Ora dimostriamo ciò che abbiamo detto come prima cosa. Che cosa inoltre? Ciò sarà dimostrato se ciascuno si sarà domandato quanto desiderio ha di conoscere le cose ignote, e quanto si ecciti a tutti i racconti fantastici? Alcuni viaggiano per mare e sopportano coraggiosamente le fatiche di un lunghissimo viaggio con una sola ricompensa per conoscere qualcosa di nascosto e lontano. Questa condizione raduna le folle a guardare gli spettacoli, costringe a spiare tutte le realtà nascoste, a cercare le cose più nascoste, a srotolare le antichità, ad apprendere i costumi delle genti barbariche: la natura ci diede un intelletto avido di conoscenza e consapevole della sua arte e bellezza, non (ci) generò spettatori per i così grandi spettacoli della natura, poiché avrebbe sprecato il frutto del proprio lavoro se avesse mostrato alla solitudine (opere) tanto grandi, tanto illustri, tanto squisitamente elaborate, tanto splendide e belle non di un solo genere (di bellezza). Affinché tu sappia che quella ha voluto essere contemplata non solo essere guardata, osserva in quale parte ci ha collocato: ci ha collocato nella parte centrale di sé e ci ha dato la possibilità di vedere tutto all'intorno; e non solo ha fatto l'uomo in posizione eretta, ma coll'intenzione di renderla anche adatto alla contemplazione, cosicché potesse seguire con lo sguardo le stelle che scorrono nel cielo da oriente ad occidente, affinché potesse far girare il proprio volto con tutto l'universo, gli fece una testa sublime e la collocò su un collo pieghevole; poi conducendo sei costellazioni di giorno e sei di notte svelò ogni parte di sé affinché attraversi queste bellezze che aveva offerto ai suoi occhi suscitasse il desiderio delle rimanenti bellezze. [...]

VI

 [...] Quo animo ad otium sapiens secedit? Ut sciat se tum quoque ea acturum per quae posteris prosit. Nos certe sumus qui dicimus et Zenonem et Chrysippum maiora egisse quam si duxissent exercitus, gessissent honores, leges tulissent: quas non uni civitati, sed toti humano generi tulerunt. Quid est ergo quare tale otium non conveniat viro bono, per quod futura saecula ordinet nec apud paucos contionetur, sed apud omnes omnium gentium homines quique sunt quique erunt? Ad summam, quaero an ex praeceptis suis vixerint Cleanthes et Chrysippus et Zenon. Non dubie respondebis sic illos vixisse quemadmodum dixerant esse vivendum. Atqui nemo illorum rem publicam administravit. - Non fuit, inquis, illis aut ea fortuna aut ea dignitas quae admitti ad publicarum rerum tractationem solet -. Sed iidem nihilo minus non segnem egere vitam: invenerunt quemadmodum plus quies illorum hominibus prodesset quam aliorum discursus et sudor. Ergo nihilo minus hi multum egisse visi sunt, quamvis nihil publice agerent.
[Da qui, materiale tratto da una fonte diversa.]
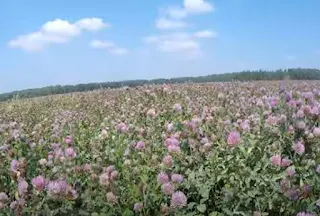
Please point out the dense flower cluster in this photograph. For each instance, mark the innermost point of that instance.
(245, 148)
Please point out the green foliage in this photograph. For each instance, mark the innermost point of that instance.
(293, 74)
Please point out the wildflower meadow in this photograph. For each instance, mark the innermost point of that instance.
(233, 148)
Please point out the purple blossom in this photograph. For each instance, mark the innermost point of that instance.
(171, 141)
(70, 153)
(111, 198)
(178, 200)
(176, 178)
(57, 187)
(14, 165)
(110, 169)
(316, 132)
(293, 194)
(276, 160)
(286, 162)
(234, 138)
(68, 139)
(318, 169)
(140, 145)
(177, 108)
(167, 161)
(22, 187)
(167, 188)
(173, 148)
(299, 148)
(138, 207)
(3, 197)
(291, 171)
(162, 178)
(38, 182)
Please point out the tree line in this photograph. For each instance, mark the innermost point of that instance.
(293, 74)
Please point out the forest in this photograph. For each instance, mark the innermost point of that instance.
(293, 74)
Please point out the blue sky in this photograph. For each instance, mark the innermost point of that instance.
(68, 42)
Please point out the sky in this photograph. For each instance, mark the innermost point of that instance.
(80, 41)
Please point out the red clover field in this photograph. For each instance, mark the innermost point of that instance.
(233, 148)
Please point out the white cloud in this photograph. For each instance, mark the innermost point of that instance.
(197, 6)
(60, 28)
(190, 7)
(164, 23)
(55, 32)
(91, 24)
(101, 44)
(176, 12)
(118, 51)
(291, 58)
(111, 47)
(174, 42)
(205, 34)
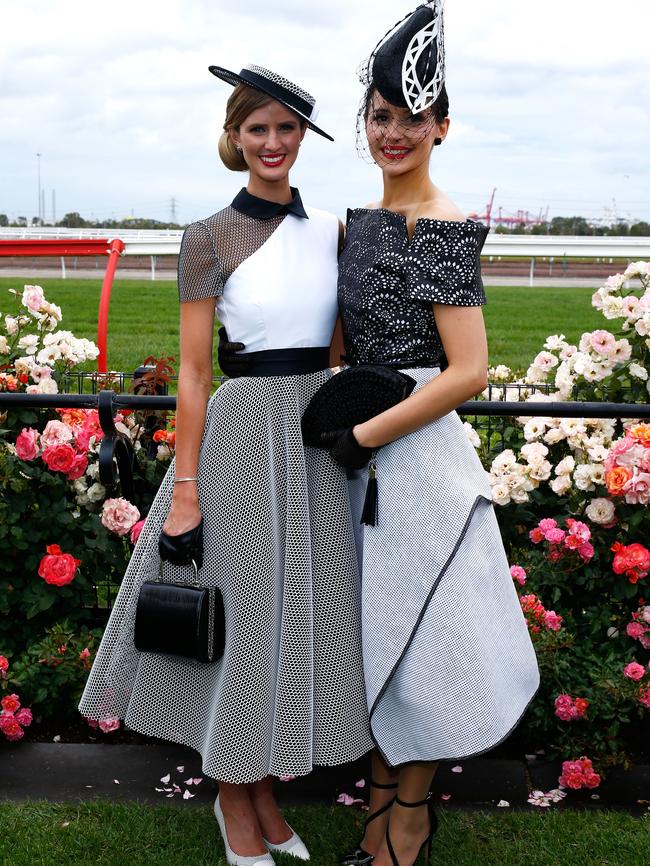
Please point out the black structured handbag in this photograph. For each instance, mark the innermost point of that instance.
(351, 397)
(183, 619)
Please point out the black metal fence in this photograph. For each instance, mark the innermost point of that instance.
(112, 393)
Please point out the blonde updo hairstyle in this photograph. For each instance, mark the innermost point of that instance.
(243, 101)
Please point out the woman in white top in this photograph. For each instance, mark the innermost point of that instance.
(289, 690)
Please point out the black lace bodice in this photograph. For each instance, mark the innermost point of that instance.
(387, 284)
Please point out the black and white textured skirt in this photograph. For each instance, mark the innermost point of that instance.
(278, 541)
(449, 664)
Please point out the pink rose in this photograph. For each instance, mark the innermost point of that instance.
(78, 467)
(27, 444)
(564, 708)
(10, 703)
(634, 671)
(635, 630)
(555, 536)
(119, 516)
(24, 717)
(518, 573)
(552, 620)
(59, 458)
(136, 530)
(586, 551)
(10, 728)
(55, 433)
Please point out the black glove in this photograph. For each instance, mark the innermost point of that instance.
(346, 451)
(182, 549)
(231, 361)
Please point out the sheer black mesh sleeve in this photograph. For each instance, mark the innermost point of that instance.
(443, 263)
(200, 271)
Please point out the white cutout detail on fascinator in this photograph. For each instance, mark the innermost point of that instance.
(421, 95)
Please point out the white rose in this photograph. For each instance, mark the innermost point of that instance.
(500, 494)
(598, 453)
(541, 471)
(23, 365)
(638, 371)
(96, 492)
(11, 325)
(600, 510)
(554, 436)
(565, 466)
(503, 462)
(534, 428)
(560, 485)
(582, 477)
(472, 435)
(597, 473)
(613, 307)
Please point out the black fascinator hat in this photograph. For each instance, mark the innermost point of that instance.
(407, 66)
(281, 89)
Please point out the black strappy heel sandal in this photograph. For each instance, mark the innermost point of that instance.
(360, 857)
(433, 822)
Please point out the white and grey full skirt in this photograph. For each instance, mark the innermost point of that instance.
(449, 664)
(278, 542)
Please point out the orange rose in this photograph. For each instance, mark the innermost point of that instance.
(641, 434)
(617, 478)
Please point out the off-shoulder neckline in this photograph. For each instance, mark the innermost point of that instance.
(419, 219)
(465, 222)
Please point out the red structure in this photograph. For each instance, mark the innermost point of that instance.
(111, 248)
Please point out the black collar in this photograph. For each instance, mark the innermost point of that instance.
(260, 208)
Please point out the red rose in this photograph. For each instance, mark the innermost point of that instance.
(78, 467)
(59, 458)
(10, 703)
(57, 568)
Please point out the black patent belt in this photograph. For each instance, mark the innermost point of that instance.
(288, 362)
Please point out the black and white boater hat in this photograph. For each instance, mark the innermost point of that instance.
(407, 66)
(277, 87)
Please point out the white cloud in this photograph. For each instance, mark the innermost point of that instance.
(549, 103)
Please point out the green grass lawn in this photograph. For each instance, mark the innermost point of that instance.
(113, 834)
(143, 318)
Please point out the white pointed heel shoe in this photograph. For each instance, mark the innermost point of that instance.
(294, 846)
(237, 859)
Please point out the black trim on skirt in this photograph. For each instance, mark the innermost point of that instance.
(288, 362)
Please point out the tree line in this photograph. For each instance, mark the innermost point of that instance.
(575, 225)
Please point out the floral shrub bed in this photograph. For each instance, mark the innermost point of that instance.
(572, 499)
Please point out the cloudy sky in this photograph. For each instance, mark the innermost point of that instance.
(550, 102)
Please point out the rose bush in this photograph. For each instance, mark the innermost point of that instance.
(56, 548)
(573, 498)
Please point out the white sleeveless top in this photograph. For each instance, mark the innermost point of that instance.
(284, 294)
(272, 269)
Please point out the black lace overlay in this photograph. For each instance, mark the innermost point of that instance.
(387, 284)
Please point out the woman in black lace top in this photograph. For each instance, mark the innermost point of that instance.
(448, 662)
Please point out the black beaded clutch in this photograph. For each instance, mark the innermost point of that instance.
(183, 619)
(351, 397)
[...] Con quale animo il saggio si isola nell'otium? In modo che sappia che anche allora compirà azioni che giovino alla posterità. Siamo senza dubbio che sia Zenone sia Crisippo hanno fatto cose più grandi che se avessero comandato eserciti, svolto cariche pubbliche, promulgato leggi: poiché queste non le promulgarono per una sola città ma per l'intero genere umano. Che ragione c'è, dunque, perché ad un uomo retto non convenga siffatta vita contemplativa, attraverso la quale regoli le generazioni future e non parli a pochi, ma ad ogni uomo d'ogni popolo quanti sono e quanti saranno? Insomma mi domando se siano vissuti secondo i loro insegnamenti Cleante, Crisippo e Zenone. Indubbiamente risponderai che quelli sono vissuti nel modo in cui avevano detto che si doveva vivere: eppure nessuno di quelli amministrò lo stato. Ma tu dici: "Quelli non ebbero o quella fortuna o quella autorità che suole essere richiesta per il governo dello stato". Ma allo stesso tempo tuttavia condussero una vita non inerte: scoprirono che giova agli uomini più la loro calma che il correre qua e là ed il sudore degli altri. Quindi ciononostante questi sembrarono aver fatto molto, benché non facessero nulla nella vita pubblica.